The only other auditory stimulation my phone provided was a playlist I named ‘walking cliche’ compiled on the fly one afternoon early on when I found wifi access in an albergue. There were nine songs on that playlist and I listened to them at least once most days and they made me feel really good for no particular reason.
Which is another perfectly mundane Camino learning I’ll carry with me: feeling good because you can. The power of letting go is undeniable and unattachment in all its forms is certainly a worthy pursuit. I noticed myself practicing unattachment every time I met and then lost a new pilgrim along the way or found myself wanting to linger in a particular location longer.
When I finally arrived in Santiago I wasn’t ready to stop walking. I felt sad arriving in a big city, I cried as we approached the outskirts. I was worried the world was going to try and take away all the good feelings I’d found. I felt as if the act of walking was the only way I generated them and if I stopped they’d all dissipate into thin air.

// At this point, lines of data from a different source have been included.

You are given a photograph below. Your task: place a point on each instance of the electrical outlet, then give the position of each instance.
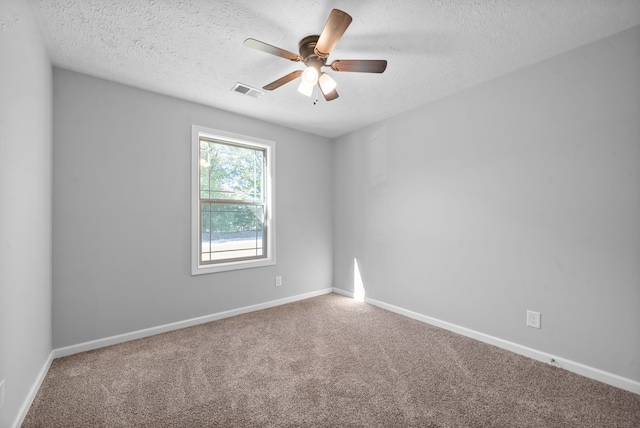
(533, 319)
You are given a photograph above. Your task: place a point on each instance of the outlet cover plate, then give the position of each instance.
(533, 319)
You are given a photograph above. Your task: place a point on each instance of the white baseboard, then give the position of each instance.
(139, 334)
(572, 366)
(22, 413)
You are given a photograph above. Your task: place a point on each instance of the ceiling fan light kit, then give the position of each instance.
(314, 51)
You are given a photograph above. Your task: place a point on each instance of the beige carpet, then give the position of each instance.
(326, 361)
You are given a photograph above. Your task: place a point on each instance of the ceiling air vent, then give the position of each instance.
(247, 90)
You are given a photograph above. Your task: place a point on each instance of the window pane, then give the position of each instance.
(231, 231)
(231, 172)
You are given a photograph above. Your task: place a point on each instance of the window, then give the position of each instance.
(232, 201)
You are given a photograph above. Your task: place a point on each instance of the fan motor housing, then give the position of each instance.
(307, 52)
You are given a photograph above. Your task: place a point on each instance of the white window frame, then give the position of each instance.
(269, 147)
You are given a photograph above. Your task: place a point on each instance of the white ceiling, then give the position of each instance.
(193, 49)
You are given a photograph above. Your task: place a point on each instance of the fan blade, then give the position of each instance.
(360, 65)
(265, 47)
(281, 81)
(331, 95)
(335, 27)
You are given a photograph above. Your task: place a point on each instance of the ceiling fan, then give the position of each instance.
(314, 51)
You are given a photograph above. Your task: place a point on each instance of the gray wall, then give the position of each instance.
(121, 212)
(25, 205)
(520, 193)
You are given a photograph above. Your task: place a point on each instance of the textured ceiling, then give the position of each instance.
(193, 49)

I’m happy to report that some of these lessons have stayed with me and while I cannot always access that particular breezy presence I enjoyed so much I know exactly the recipe to conjure it again and sometimes that is comfort enough. Perhaps the best we can do is walk alongside each other a little while, share a moment of levity and continue along the way.
Wherever you arrive you’ll find yourself right there, either having beat you to it or walked in the door just a moment behind. You can walk, but you cannot hide. In my case, I’ve learnt the volume of my voice tends to proceed me and though I’m no flag bearing Australian, that particularly shrill laugh tends to defy me…
One year later I still hold these memories as some of the happiest in my lifetime thus far. They are memories of feelings, faces, words exchanged and images. Few things compare to the joy of the sun reliably rising on your back as you head West for absolutely no reason at all. And although we may set out to find ourselves, what a gift to end up finding everybody else.